February 16, 2007. 9:17 a.m. I wake up. Last night, I qualified for the Indoor Track and Field Championship at the University of Michigan in the triple jump and the 4x200 meter relay, and I’m still smiling to myself. I decide to go downstairs. But, I’m really sore, so my first attempt to get up fails. I lay there for a few more minutes. The morning sun is beaming through my window onto my face, I’m hungry for breakfast, and I’m tired of this “I can’t get up” business. So I tense my abs and I’m in the process of bolting upright when a shooting pain radiates from my lower spine and renders me immobile. I attempt to get up in 15-minute intervals for the next hour with the same result. I feel dejected.

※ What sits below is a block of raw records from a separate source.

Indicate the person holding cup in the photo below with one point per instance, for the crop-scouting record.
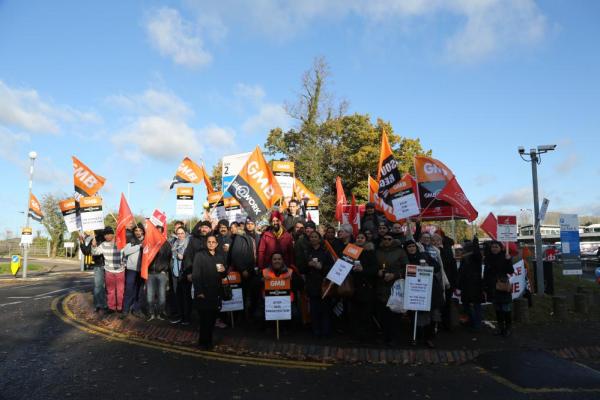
(207, 273)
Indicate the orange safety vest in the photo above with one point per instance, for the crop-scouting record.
(278, 285)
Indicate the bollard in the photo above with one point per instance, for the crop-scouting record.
(521, 310)
(581, 302)
(454, 315)
(559, 307)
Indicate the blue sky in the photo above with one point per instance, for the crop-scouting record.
(132, 87)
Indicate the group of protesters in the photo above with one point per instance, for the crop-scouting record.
(188, 271)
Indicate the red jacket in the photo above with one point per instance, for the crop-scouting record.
(269, 244)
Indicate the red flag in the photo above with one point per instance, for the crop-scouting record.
(355, 222)
(341, 199)
(152, 244)
(490, 225)
(455, 196)
(125, 218)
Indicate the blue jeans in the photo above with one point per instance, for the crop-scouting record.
(99, 288)
(473, 310)
(132, 291)
(156, 285)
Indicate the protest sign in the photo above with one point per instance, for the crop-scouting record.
(234, 280)
(69, 213)
(507, 228)
(569, 242)
(231, 166)
(26, 236)
(185, 201)
(417, 287)
(90, 211)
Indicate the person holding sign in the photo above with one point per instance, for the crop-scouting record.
(392, 261)
(497, 288)
(318, 264)
(363, 275)
(208, 271)
(279, 280)
(426, 320)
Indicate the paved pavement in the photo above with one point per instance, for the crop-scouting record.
(43, 357)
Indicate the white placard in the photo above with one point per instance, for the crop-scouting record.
(340, 270)
(417, 287)
(236, 303)
(278, 308)
(507, 228)
(405, 206)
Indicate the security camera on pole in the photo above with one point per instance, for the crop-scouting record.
(32, 157)
(535, 159)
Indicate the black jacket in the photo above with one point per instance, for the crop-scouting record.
(162, 261)
(242, 253)
(206, 279)
(314, 277)
(196, 244)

On Feb. 16, I didn’t know it, but trying to get up again was a process that I would continue for the next year. I suffered for six months under the relentless care of two slave-driving physical therapists, the disappointment and disbelief of an entire track team, scolding from my family for “ruining myself,” a fractured back, and a broken spirit. Worse than the physical pain was the hurt I felt because few people believed my pain. My credibility as a person was questioned because I had sustained an “invisible” injury. I had no brace, no cane, no walker, no outward public reminder of injury. I felt alone, and each shock of pain I felt in my back was a sharp reminder that I was no longer athletically invincible or even athletic at all. Track and field became a bitterly nostalgic memory I couldn’t forget. I fervently envied and indiscriminately hated runners, jumpers, and anyone who could move with ease. They possessed the very innate qualities that had outrageously been stolen from me. I couldn’t be a runner anymore—so, I was no longer who I once was. I was somebody else who could barely walk by the end of most days. I was somebody who felt crippled. But on June 9, 2008, I decided not be crippled.

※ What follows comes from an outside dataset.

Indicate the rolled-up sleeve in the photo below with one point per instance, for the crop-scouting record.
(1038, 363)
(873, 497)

June 9, 2008. 4:28 p.m. I place my application for Columbia’s Outdoor Hiking Orientation Program in the mailbox. As I drive off, I feel the sweet twinge of excitement until the gnawing, bitter aftertaste of reason extinguishes it. My impulsive decision begins to seem like a bad idea as I think to myself, “Just because I can finally walk and jog normally doesn’t mean I can hike 20 miles through the Catskill Mountains with a 30-pound backpack!” My doctor, physical therapists, and family had repeatedly told me to “take it easy,” and hiking 20 miles is not “taking it easy.” I continue doubting myself—maybe I’m not strong enough to do COHOP. Soon enough, my reasonable doubts subside—that is, until Aug. 27, 2008.

August 27, 2008. 11:06 a.m. So, I stand in front of this vertical pile of rock that sits perpendicular to the ground, a near perfect 90-degree angle. I think, “Why did you sign up for COHOP? What were you trying to prove, and to whom? Do you want to relive a year in the life of a cripple again? And if your back starts to hurt, you can’t just stop climbing. And if you fall, it isn’t just you that will die. You will kill everyone else behind you!” I continue to move in line with my fellow COHOP-ers who still carol their Scottish tune, not knowing that they might be inadvertently killed because of the stupidity of some girl they had known for less than 48 hours. I reach for the grooves in the rock and stop thinking. I don’t carol. I don’t think. I climb. I reach for the next rock and the next. This arduous climb lasts for what feels like a day. I reach up for the next groove to grip, but instead all I can find is a thick gnarled tree root. I gladly wrap my fingers around it and pull myself and my 30-pound backpack up. And up I go, over the edge of the last rock. I reach the plateau and see the most amazing view—the dimpled land, large cream-puff clouds, the infinitesimally small trees, and the profound majesty of the distance I had climbed. It is the first time in a long time that I don’t feel like a cripple. I feel more like myself than ever. I feel limitless.

The author is a Columbia College first-year.